Só isso – Crônica (Ana Maria Monteiro)

A sua presença fazia-se anunciar pela voz, antes dele próprio. Cantava e tocava e a voz emitia toda uma música que era outra, que era sua.

Os versos que lhe ouvia de Florbela Espanca, “Meus nervos, guizos de oiro a tilintar, Cantam-me n’alma a estranha sinfonia, Da volúpia, da mágoa e da alegria, Que me faz rir e que me faz chorar!”, misturavam-se a ele, e escorriam como seiva da árvore. Prosseguia encadeando outros poemas de outros poetas e tudo fazia sentido dito assim, parecia um poema só, um autor só, o próprio.

A nitidez do som e da voz eram cada vez mais verdadeiros à medida que a distância diminuía.

Sentia o apelo dessa voz por dentro.

Até que se tornou visível. Era um homem normal, desses que cantam na rua e têm na sua frente, aberta para receber algumas moedas, o estojo da própria viola.

Aparentava trinta e poucos anos, bem conservados, apesar do aspeto sujo e da roupa própria de qualquer sem-abrigo.

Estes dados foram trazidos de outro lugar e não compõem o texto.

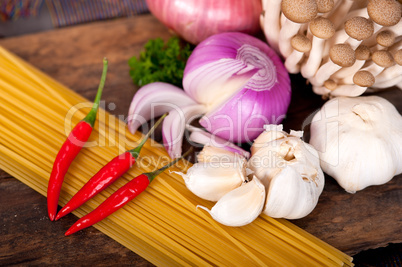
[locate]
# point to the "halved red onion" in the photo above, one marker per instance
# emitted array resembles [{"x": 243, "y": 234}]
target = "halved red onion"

Ele não podia ser um sem-abrigo. Não, tinha de haver ali história.

A conversa não foi fácil. O degrau de pedra era desconfortável e o frio que emanava trespassava as calças de ganga e arrefecia o rabo.

— Pois sim, menina, é o que a vida faz a um homem.

“Menina”, boa!, ele tinha no mínimo, menos vinte anos em cima.

As perguntas continuavam, mas era como tentar espremer líquido duma pedra. Talvez um café quentinho ajudasse a quebrar as barreiras impostas também pelo frio da brisa.

— Obrigado, mas, se não fosse pedir muito, ia melhor uma bejeca.

O tom de voz era familiar, costumava ouvi-lo de toxicodependentes mal disfarçados de desnecessários arrumadores de carros, sugadores do dinheiro que tentam cravar a qualquer um que passe.

Não podia ser. Ainda ouvia a voz, o canto, ainda sentia a essência.

Trouxe-lhe a cerveja, sempre aproveitara a ida à pastelaria para desentorpecer as pernas e fazer o sangue circular de novo pelo rabo e aquecê-lo.

Foi impossível conversar, o homem não tinha nada para dizer, não se lhe arrancava mais que uns “iás” ou uns “bués”, umas olhadelas de lado, de quem está a medir se a velha se estará “a mandar” a ele e se valerá o sacrifício.

— Então, boa tarde. Não incomodo mais. Prazer.

— Não incomoda nada, dona. Uns cinco euritos é que vinham a calhar agora – pra uma sopa.

“Ok. Pega lá os cinco euros.”

Afastei-me, triste e vazia.

Mas a mulher que sentiu o apelo daquela alma era verdadeira e existe.

Também o homem que daquela forma canta é real e existente.

Mundos paralelos, infinitamente poliédricos, por vezes ligados pelos vasos comunicantes de alguma das suas infinitas faces, só isso.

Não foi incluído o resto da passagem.